I have an python script running, that starts the same function in multiple threads. The functions creates and process 2 counters (c1 and c2). The result of all c1 counters from the forked processes should be merged together. Same to the results of all the c2 counters, returned by the different forks.

My (pseudo)-code looks like that:

def countIt(cfg)
   c1 = Counter
   c2 = Counter
   #do some things and fill the counters by counting words in an text, like
   #c1= Counter({'apple': 3, 'banana': 0})
   #c2= Counter({'blue': 3, 'green': 0})    

   return c1, c2

if __name__ == '__main__':
        cP1 = Counter()
        cP2 = Counter()
        cfg = "myConfig"
        p = multiprocessing.Pool(4)  #creating 4 forks
        c1, c2 = p.map(countIt,cfg)[:2]
        # 1.) This will only work with [:2] which seams to be no good idea
        # 2.) at this point c1 and c2 are lists, not a counter anymore,
        # so the following will not work:
        cP1 + c1
        cP2 + c2

Following the example above, I need a result like: cP1 = Counter({'apple': 25, 'banana': 247, 'orange': 24}) cP2 = Counter({'red': 11, 'blue': 56, 'green': 3})

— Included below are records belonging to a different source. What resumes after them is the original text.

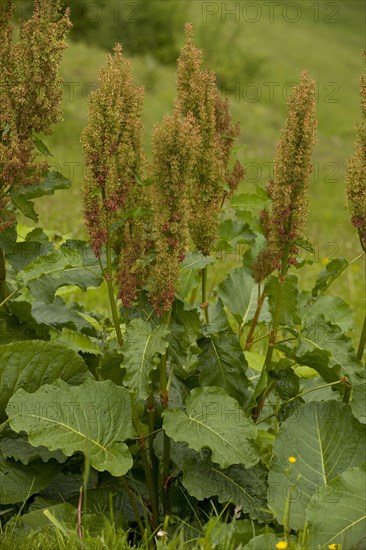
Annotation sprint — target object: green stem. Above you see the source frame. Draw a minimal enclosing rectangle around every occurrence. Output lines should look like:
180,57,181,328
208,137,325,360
189,286,198,306
356,253,366,361
252,245,289,421
201,266,209,324
121,477,145,538
130,393,159,529
283,484,295,542
0,288,19,307
160,309,172,514
100,189,123,346
0,248,9,305
244,285,266,351
104,238,123,346
147,391,159,506
356,313,366,361
264,247,288,372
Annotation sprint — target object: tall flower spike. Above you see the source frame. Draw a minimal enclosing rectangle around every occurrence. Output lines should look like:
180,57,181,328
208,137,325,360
177,24,242,255
0,0,71,230
149,109,200,315
13,0,71,138
81,45,144,256
346,50,366,250
254,71,317,282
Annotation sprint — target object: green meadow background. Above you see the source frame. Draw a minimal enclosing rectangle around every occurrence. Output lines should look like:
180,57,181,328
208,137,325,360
15,0,365,323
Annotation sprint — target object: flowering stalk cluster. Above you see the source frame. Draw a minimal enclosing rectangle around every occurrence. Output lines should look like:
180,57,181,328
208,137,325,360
150,109,200,315
346,50,366,251
81,45,144,257
254,71,317,282
177,24,243,255
0,0,71,230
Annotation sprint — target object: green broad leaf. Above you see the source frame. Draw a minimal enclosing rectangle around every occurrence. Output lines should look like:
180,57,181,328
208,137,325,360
181,252,215,272
182,458,269,521
16,246,103,304
271,366,300,401
296,314,362,374
14,502,78,534
265,274,300,327
33,137,53,157
163,387,259,468
217,220,255,248
306,468,366,549
245,530,283,550
230,193,271,212
0,423,67,465
51,328,103,355
0,340,89,421
0,454,62,504
294,237,315,254
6,229,55,272
179,252,215,300
121,319,169,399
13,170,71,200
0,226,17,256
202,300,230,337
311,258,348,297
11,193,38,223
245,351,265,372
7,379,135,477
351,367,366,424
268,401,366,530
299,293,353,333
168,300,202,379
198,330,249,405
31,296,93,331
0,308,40,349
217,267,257,326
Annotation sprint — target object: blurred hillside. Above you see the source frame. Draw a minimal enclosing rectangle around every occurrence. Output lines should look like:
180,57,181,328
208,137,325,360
11,0,365,314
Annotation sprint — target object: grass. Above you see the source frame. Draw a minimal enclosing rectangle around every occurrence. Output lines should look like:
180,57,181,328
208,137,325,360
29,0,365,323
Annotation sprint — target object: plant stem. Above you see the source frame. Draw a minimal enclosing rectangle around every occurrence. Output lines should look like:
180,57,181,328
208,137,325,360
0,248,9,312
252,245,289,421
356,253,366,361
102,210,159,529
244,285,266,351
201,266,209,324
121,477,145,538
160,309,172,514
130,393,159,529
356,313,366,361
104,237,123,346
264,247,288,372
147,391,159,512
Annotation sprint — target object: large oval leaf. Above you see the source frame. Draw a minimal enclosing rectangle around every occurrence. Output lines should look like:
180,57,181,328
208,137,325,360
0,454,62,504
198,329,249,405
182,456,269,521
121,319,168,399
306,468,366,549
217,267,256,325
268,401,366,529
0,340,89,421
7,380,135,476
163,387,259,468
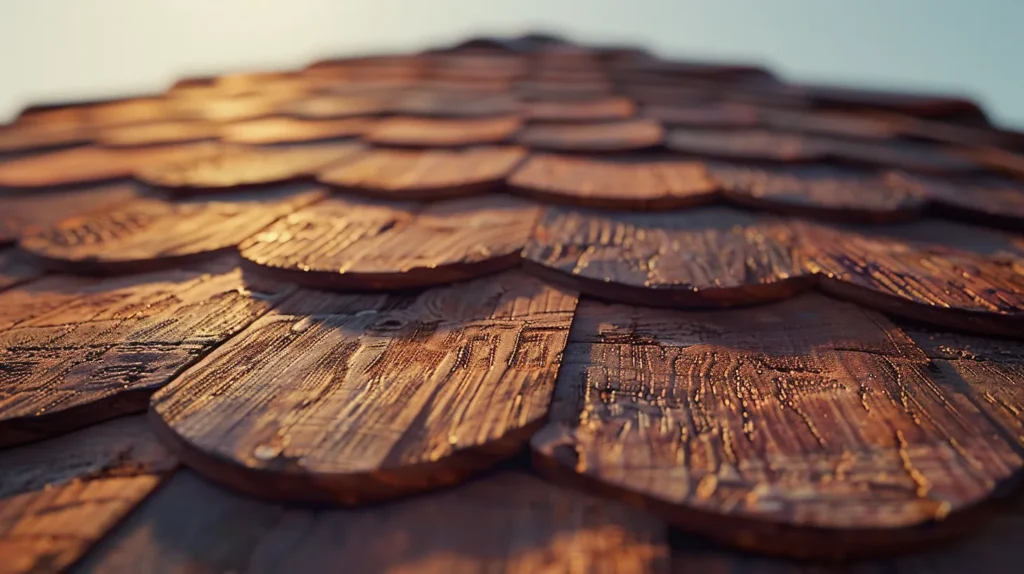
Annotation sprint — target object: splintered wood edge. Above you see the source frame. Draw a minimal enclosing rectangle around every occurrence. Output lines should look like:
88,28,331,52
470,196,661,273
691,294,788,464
530,424,1024,561
0,386,155,448
241,251,522,292
148,408,547,505
817,275,1024,339
522,259,1024,339
522,258,816,309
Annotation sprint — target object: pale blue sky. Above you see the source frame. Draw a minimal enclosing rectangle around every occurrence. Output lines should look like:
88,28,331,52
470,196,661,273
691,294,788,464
0,0,1024,126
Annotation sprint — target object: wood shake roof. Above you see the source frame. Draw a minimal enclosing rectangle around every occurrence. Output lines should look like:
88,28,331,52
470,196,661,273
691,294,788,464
0,35,1024,574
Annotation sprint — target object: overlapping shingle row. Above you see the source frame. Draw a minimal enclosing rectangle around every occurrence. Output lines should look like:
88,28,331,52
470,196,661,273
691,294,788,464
0,37,1024,572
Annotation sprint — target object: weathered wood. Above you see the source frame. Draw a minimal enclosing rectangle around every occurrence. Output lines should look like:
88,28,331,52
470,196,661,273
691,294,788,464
241,195,540,290
517,119,665,152
665,128,826,162
672,495,1024,574
391,90,521,118
523,207,813,307
365,116,522,147
508,153,719,210
526,97,636,122
72,471,669,574
0,143,219,188
532,294,1024,558
0,416,177,574
821,139,979,174
760,109,900,140
0,183,137,246
220,117,373,145
709,164,926,223
95,121,220,147
0,248,43,291
0,259,286,445
18,185,324,275
642,103,760,128
279,95,391,120
317,146,526,200
134,142,362,195
800,219,1024,337
922,178,1024,231
843,217,1024,261
152,272,577,504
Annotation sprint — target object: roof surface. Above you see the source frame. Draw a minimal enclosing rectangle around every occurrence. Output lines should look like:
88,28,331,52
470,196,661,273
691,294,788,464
0,35,1024,574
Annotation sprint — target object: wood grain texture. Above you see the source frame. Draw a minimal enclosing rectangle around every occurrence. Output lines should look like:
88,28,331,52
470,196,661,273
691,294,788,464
508,153,719,210
279,95,393,120
709,164,927,223
800,225,1024,338
95,121,220,147
642,103,760,129
517,119,665,152
317,146,526,200
18,185,325,275
532,294,1024,558
665,128,826,162
0,416,177,574
241,195,540,291
220,117,373,145
364,116,522,147
135,142,362,195
72,472,669,574
526,97,636,122
0,183,137,246
152,272,577,504
0,260,286,446
0,143,219,188
523,207,813,307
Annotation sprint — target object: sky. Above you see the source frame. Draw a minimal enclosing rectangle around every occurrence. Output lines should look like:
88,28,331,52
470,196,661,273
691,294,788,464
0,0,1024,128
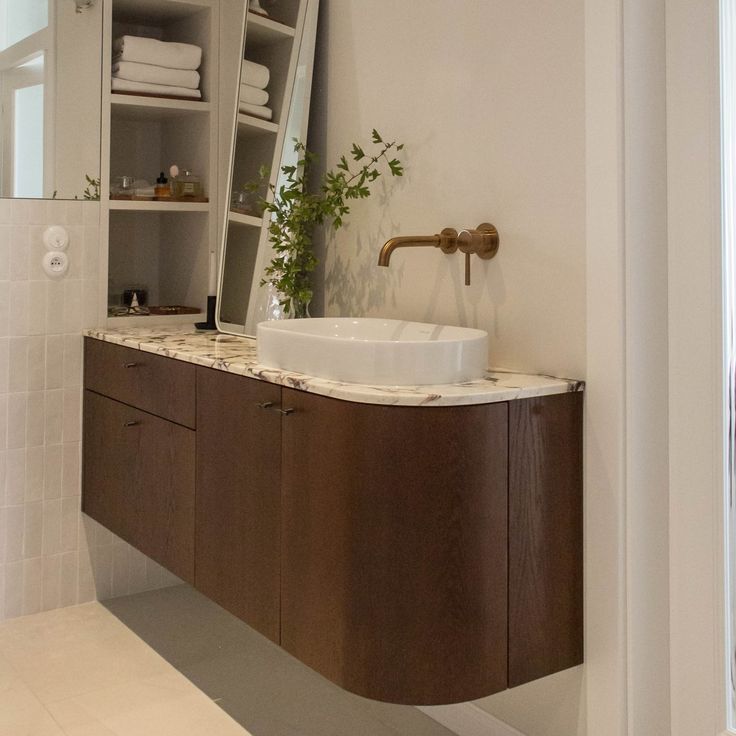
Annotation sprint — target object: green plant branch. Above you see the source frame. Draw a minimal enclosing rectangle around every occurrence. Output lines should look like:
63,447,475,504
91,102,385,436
249,129,404,316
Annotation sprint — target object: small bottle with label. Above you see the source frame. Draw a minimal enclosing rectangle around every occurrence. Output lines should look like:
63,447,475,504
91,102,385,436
153,171,171,199
173,169,202,198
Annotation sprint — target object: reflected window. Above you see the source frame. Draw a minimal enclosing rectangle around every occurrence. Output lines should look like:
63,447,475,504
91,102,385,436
0,0,49,51
0,54,45,197
13,84,43,197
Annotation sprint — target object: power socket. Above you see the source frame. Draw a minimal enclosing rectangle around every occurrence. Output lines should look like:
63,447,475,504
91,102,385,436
42,250,69,279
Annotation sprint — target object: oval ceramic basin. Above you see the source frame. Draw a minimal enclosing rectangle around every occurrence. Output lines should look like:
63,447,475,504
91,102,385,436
256,317,488,386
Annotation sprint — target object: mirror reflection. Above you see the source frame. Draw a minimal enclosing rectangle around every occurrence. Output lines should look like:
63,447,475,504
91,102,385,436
0,0,102,199
217,0,319,335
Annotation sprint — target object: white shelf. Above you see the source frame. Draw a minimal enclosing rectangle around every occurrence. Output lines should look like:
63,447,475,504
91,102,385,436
238,113,279,137
110,199,210,212
227,211,263,228
110,92,212,120
246,13,295,49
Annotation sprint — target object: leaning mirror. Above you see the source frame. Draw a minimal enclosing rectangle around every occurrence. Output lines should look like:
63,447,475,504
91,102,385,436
217,0,318,335
0,0,102,199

So my question: how can I count things insight a forked process in order to aggregate each counter (all c1 and all c2) in the parent process?


Solution

  • You need to "unzip" your result by using for example a for-each loop. You will receive a list of tuples where each tuple is a pair of counters: (c1, c2).
    With your current solution you actually mix them up. You assigned [(c1a, c2a), (c1b, c2b)] to c1, c2 meaning that c1 contains (c1a, c2a) and c2 contains (c1b, c2b).

    Try this:

    if __name__ == '__main__':
            from contextlib import closing
    
            cP1 = Counter()
            cP2 = Counter()
    
            # I hope you have an actual list of configs here, otherwise map will
            # will call `countIt` with the single characters of the string 'myConfig'
            cfg = "myConfig"
    
            # `contextlib.closing` makes sure the pool is closed after we're done.
            # In python3, Pool is itself a contextmanager and you don't need to
            # surround it with `closing` in order to be able to use it in the `with`
            # construct.
            # This approach, however, is compatible with both python2 and python3.
            with closing(multiprocessing.Pool(4)) as p:
                # Just counting, no need to order the results.
                # This might actually be a bit faster.
                for c1, c2 in p.imap_unordered(countIt, cfg):
                    cP1 += c1
                    cP2 += c2